Thieves targeting electricity network expose public to grave danger

Thieves have targeted the country’s electricity network on 135 occasions over the last five years, causing millions of euro in damage and exposing the public to severe danger.

The figures, which were obtained under a freedom of information request to ESB Networks, show that criminals are regularly risking electrocution to steal valuable metal from overhead wires and substations across the country.

They are leaving “death traps behind them”, by breaking locks and removing vital safety equipment, said senior ESB official Carmel O’Connor. She said there had been three “very, very serious injuries” stemming from thefts from substations in the past three years.

“The fear is always that a curious child will get in through a gap in a substation afterwards or come in contact with an overhead line that’s been left.”

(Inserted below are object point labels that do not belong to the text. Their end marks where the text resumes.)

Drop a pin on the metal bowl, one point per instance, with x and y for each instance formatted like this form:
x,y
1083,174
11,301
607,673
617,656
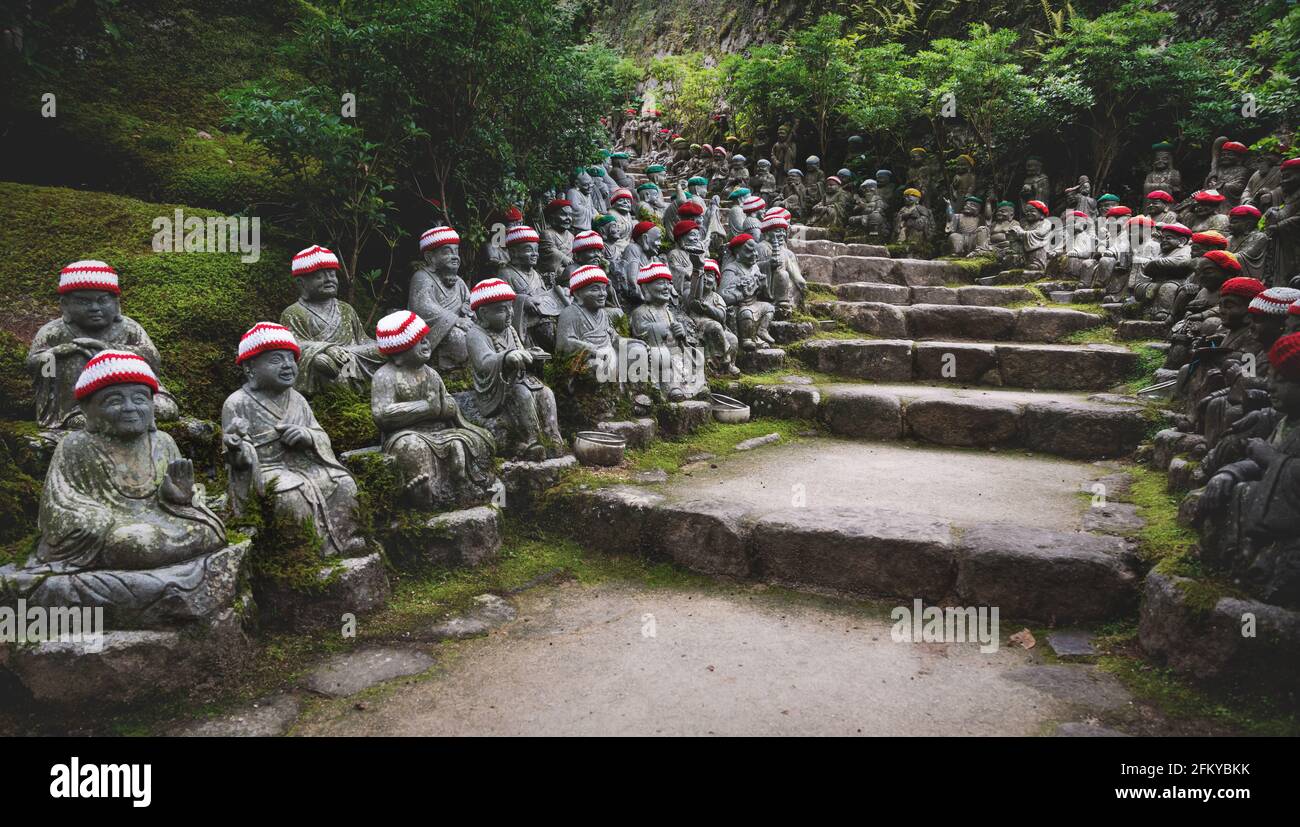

The danger is compounded by the fact that thefts in rural areas are sometimes not noticed by ESB staff for several weeks.

Metals such as copper and aluminium have significantly increased in value in recent years, prompting travelling criminal gangs to target the infrastructure run by ESB networks, which maintains the country’s electricity network.

“You can see in the information gathered by the gardaí that any increase in the price of copper coincides with an increase in thefts,” Ms O’Connor said.

Power loss

Since 2016, the semi-State company has spent many millions in repair work following thefts. This includes some €10.5 million following an explosion at a live substation in Inchicore in Dublin caused by a theft. The incident resulted in 120,000 customers losing power.

According to the data, thefts doubled in 2019, when there were 45 separate incidents, before reducing during the Covid-19 pandemic.

Last year there were 12 theft incidents, including two that cost more than €20,000 each to repair. These occurred in Tipperary and Offaly over a three-day period.

The majority of incidents are concentrated in six counties: Cork, Galway, Dublin, Tipperary, Waterford and Kildare.

A typical approach is for thieves to throw metal on the wires to short them, before climbing up and stealing the materials. “They have many tricks,” Ms O’Connor said. “I don’t know how more people haven’t been killed climbing up poles.”

The ESB believes increased Garda checkpoints and patrols caused a drop-off in thefts during the pandemic, but officials fear they will increase again as the country reopens. “It seems to go in peaks and troughs,” Ms O’Connor said.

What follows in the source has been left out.